1 Musculoskeletal Research Group, Institute of Cellular Medicine, Newcastle University,

2 School of Computing Science, Newcastle University


Objectives: There is considerable discordance in data from different gene expression studies of primary Sjögren's Syndrome (pSS). Combining these data with other types of information, such as functional interactions and annotation data, can provide a more complete view of the cell in order to identify the key genes and biological pathways that are involved in the disease process of pSS.


Methods: In this study, a list of genes, found to be differentially expressed between pSS patients and controls in four large-scale microarray studies, was derived from the literature. The enrichments of Gene Ontology (GO) biological process annotations for this list were calculated in order to identify those processes that may be involved in pSS pathogenesis.


BioGRID is a comprehensive and highly-curated resource for functional association data generated by multiple experimental techniques. Using BioGRID data, a functional interaction network was generated in which nodes represented genes or gene products, and edges represented any type of BioGRID interaction between the nodes. The network was visualised using the Cytoscape visualisation platform and further annotated based on the Gene Ontology enrichment results. Finally, the network was filtered to produce sub-networks of pSS-associated genes.


Results: Following filtering, a total of 99 of the pSS-associated genes were involved in 111 interactions in the sub-network, the majority of which were connected in one component of 88 genes.

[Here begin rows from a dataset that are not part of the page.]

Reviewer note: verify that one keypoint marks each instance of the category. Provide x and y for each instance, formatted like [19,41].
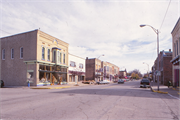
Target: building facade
[100,70]
[33,56]
[165,68]
[76,70]
[176,53]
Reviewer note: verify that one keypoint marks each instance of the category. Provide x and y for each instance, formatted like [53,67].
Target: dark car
[120,81]
[2,83]
[145,83]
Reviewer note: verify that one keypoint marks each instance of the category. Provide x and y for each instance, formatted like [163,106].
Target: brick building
[33,56]
[176,53]
[165,67]
[100,70]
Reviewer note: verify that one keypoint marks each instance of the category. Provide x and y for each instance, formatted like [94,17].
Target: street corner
[159,91]
[50,87]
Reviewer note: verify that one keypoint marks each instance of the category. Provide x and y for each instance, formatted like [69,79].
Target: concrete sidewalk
[165,90]
[59,86]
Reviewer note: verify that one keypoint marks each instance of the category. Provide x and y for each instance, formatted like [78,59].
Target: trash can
[28,83]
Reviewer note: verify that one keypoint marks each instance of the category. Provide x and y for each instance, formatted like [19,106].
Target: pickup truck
[145,83]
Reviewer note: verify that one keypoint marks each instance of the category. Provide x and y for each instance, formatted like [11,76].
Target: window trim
[48,54]
[3,54]
[43,55]
[21,53]
[12,53]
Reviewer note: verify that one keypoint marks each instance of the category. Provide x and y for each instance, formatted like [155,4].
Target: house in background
[77,67]
[33,56]
[176,53]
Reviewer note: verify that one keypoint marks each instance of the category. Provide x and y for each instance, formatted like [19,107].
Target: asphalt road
[93,102]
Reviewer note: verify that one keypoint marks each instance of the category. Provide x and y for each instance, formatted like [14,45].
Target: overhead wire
[165,15]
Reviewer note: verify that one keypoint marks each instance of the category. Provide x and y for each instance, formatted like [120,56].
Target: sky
[96,27]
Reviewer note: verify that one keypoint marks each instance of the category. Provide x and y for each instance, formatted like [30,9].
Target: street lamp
[148,68]
[97,63]
[157,32]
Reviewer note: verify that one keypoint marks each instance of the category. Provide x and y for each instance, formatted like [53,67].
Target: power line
[165,15]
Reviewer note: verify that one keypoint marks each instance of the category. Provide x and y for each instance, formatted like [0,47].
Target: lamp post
[157,32]
[97,63]
[148,68]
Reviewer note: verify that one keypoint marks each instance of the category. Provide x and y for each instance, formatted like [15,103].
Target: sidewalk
[59,86]
[165,90]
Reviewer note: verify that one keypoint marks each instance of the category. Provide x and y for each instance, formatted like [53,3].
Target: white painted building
[76,69]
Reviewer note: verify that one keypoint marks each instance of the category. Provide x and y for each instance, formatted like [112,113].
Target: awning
[44,63]
[175,60]
[47,71]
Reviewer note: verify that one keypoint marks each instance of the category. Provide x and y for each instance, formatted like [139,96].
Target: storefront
[47,73]
[176,70]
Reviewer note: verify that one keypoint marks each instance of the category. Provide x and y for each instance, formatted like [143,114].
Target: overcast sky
[96,27]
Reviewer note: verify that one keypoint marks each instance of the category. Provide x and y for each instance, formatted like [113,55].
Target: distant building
[165,67]
[33,56]
[123,74]
[176,53]
[76,69]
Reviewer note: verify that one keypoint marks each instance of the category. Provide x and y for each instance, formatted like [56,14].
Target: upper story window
[12,53]
[64,60]
[3,54]
[60,57]
[43,53]
[48,54]
[21,52]
[72,64]
[80,65]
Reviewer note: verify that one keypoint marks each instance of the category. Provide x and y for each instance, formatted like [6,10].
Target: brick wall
[90,69]
[167,68]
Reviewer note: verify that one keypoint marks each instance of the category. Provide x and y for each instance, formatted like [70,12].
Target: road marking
[173,96]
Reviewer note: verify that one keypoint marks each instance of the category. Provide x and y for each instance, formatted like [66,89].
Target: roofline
[175,25]
[77,56]
[18,33]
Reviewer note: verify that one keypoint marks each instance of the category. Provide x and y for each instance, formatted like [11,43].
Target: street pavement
[173,92]
[88,102]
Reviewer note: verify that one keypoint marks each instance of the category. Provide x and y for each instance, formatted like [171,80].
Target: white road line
[173,96]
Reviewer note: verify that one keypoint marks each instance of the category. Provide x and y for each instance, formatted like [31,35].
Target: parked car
[2,83]
[120,81]
[145,83]
[103,82]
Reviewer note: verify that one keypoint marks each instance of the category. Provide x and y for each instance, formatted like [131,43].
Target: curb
[50,87]
[159,91]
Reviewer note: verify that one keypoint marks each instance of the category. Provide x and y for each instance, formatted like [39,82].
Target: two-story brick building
[33,56]
[176,53]
[76,70]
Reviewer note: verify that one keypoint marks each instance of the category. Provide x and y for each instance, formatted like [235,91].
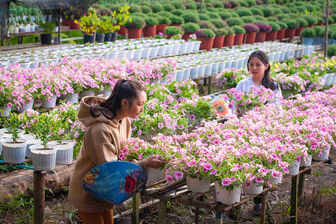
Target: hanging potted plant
[206,36]
[89,24]
[172,31]
[274,33]
[189,29]
[44,155]
[48,29]
[239,35]
[134,27]
[251,32]
[263,30]
[14,151]
[150,28]
[229,38]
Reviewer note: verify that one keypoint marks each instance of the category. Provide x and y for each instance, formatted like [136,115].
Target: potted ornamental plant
[206,36]
[189,29]
[239,35]
[14,151]
[134,27]
[48,29]
[44,155]
[150,28]
[173,31]
[251,32]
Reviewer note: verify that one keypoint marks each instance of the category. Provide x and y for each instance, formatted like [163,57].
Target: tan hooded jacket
[101,144]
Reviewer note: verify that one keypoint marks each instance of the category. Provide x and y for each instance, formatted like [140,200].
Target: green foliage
[173,30]
[239,29]
[235,22]
[332,50]
[190,27]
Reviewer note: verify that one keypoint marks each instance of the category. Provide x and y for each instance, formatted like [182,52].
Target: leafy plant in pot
[14,151]
[48,28]
[44,155]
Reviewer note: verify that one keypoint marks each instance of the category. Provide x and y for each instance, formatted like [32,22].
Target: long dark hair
[267,81]
[123,89]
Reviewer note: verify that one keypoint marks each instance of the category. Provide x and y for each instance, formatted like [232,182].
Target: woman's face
[257,68]
[137,106]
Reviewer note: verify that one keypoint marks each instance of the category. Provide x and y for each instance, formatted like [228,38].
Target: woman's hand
[151,162]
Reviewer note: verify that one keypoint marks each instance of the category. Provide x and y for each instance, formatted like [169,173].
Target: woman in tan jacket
[107,126]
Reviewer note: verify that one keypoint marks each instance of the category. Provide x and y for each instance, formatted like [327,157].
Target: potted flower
[263,30]
[308,35]
[273,34]
[48,29]
[150,28]
[206,37]
[172,31]
[219,39]
[251,32]
[44,155]
[89,24]
[229,38]
[14,151]
[239,35]
[189,28]
[134,27]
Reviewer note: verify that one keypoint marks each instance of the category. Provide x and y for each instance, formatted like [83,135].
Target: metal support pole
[39,196]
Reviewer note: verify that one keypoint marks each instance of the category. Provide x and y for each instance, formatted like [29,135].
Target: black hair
[123,89]
[267,80]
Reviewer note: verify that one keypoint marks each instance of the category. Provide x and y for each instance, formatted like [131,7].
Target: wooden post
[39,196]
[162,212]
[301,185]
[326,31]
[294,200]
[263,208]
[135,205]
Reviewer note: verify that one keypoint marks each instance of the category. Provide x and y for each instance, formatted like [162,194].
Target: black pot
[100,37]
[88,38]
[114,36]
[46,38]
[107,37]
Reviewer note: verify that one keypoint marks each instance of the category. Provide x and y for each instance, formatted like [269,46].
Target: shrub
[190,27]
[135,8]
[146,9]
[190,17]
[176,19]
[168,7]
[244,12]
[213,15]
[248,19]
[151,21]
[203,17]
[301,22]
[291,24]
[282,25]
[275,26]
[332,50]
[137,22]
[156,8]
[178,12]
[218,23]
[178,4]
[164,20]
[173,30]
[308,32]
[220,32]
[238,29]
[206,33]
[257,11]
[251,28]
[235,22]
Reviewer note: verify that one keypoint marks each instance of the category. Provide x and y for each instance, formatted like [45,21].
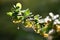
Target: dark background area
[8,30]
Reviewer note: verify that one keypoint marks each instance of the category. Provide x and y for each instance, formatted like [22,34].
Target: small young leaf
[19,5]
[9,13]
[27,13]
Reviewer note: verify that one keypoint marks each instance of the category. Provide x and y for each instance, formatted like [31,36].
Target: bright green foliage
[40,26]
[26,13]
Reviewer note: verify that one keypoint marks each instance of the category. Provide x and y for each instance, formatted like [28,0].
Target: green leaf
[27,12]
[19,5]
[10,13]
[36,17]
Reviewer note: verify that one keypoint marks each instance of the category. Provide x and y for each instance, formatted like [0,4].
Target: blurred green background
[8,30]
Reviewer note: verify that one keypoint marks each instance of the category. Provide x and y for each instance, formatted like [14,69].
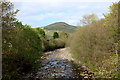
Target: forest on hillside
[96,44]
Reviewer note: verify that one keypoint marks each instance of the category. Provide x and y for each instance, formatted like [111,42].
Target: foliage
[96,44]
[55,35]
[60,26]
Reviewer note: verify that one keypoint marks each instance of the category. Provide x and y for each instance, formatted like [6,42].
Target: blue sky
[39,13]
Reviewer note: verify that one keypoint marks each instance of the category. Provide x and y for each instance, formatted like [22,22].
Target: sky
[39,13]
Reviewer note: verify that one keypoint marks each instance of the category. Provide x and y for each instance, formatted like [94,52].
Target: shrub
[55,35]
[92,44]
[22,52]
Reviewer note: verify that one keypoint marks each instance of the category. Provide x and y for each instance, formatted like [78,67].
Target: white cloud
[58,1]
[70,11]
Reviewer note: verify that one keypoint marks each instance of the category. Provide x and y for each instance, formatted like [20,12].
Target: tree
[55,35]
[89,19]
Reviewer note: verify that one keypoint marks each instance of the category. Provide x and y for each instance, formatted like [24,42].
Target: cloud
[43,12]
[58,1]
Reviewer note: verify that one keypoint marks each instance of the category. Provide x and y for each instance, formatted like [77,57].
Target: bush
[92,44]
[21,52]
[55,35]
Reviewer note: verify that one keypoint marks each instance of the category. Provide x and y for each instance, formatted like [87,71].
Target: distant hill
[61,26]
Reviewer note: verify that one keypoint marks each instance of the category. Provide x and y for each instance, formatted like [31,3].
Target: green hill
[61,26]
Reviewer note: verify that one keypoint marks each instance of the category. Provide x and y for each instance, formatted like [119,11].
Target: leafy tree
[88,19]
[111,20]
[55,35]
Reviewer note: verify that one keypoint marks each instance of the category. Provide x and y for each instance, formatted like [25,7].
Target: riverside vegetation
[96,44]
[22,45]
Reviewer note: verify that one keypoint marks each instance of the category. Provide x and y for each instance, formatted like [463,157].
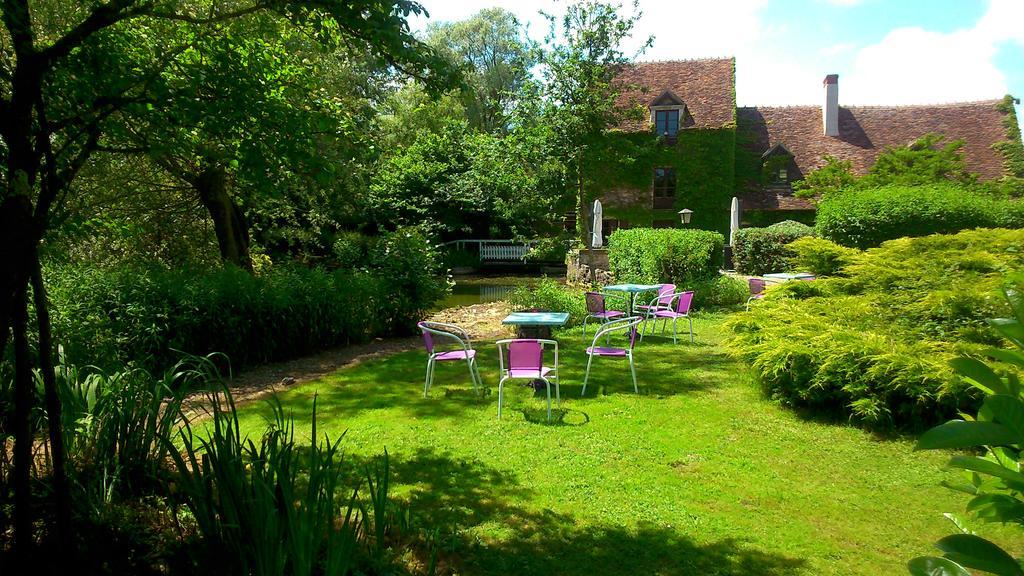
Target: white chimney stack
[829,111]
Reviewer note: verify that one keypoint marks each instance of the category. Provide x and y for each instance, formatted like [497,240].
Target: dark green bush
[144,315]
[720,291]
[820,257]
[875,346]
[665,255]
[763,250]
[350,250]
[864,218]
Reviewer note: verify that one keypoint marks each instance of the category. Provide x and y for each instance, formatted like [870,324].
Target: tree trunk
[228,221]
[60,493]
[24,393]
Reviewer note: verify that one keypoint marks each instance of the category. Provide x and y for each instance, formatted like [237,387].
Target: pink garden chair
[680,309]
[597,310]
[628,324]
[663,301]
[525,360]
[757,286]
[463,350]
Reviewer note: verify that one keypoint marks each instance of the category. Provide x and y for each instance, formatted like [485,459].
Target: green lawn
[697,475]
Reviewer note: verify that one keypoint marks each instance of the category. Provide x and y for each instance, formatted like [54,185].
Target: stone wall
[579,264]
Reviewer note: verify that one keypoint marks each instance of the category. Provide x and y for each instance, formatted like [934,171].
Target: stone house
[710,150]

All four gene expression datasets were represented within this connected component. Several tight clusters between genes annotated to the processes "innate immune response", "multi-organism process", "response to virus" and "response to stress" were observed in the integrated network. The sub-network also revealed patterns of interaction between these clusters and the pSS-associated genes. In addition, a large number of the pSS-associated genes were found to be annotated to these GO biological processes.


Conclusion: Gene enrichment and network analyses of the pSS-associated genes suggest that the innate immune responses, multi-organism processes, and the responses to virus and to stress are likely to be involved in pSS pathogenesis. Integration of multiple types of data in this manner can aid in the interpretation of results since combining diverse data sources reveals global properties not evident from a single data source. Future studies may benefit from incorporating additional detailed clinical data during the analysis of expression data in order to elucidate the relationship between gene expression and clinical phenotype.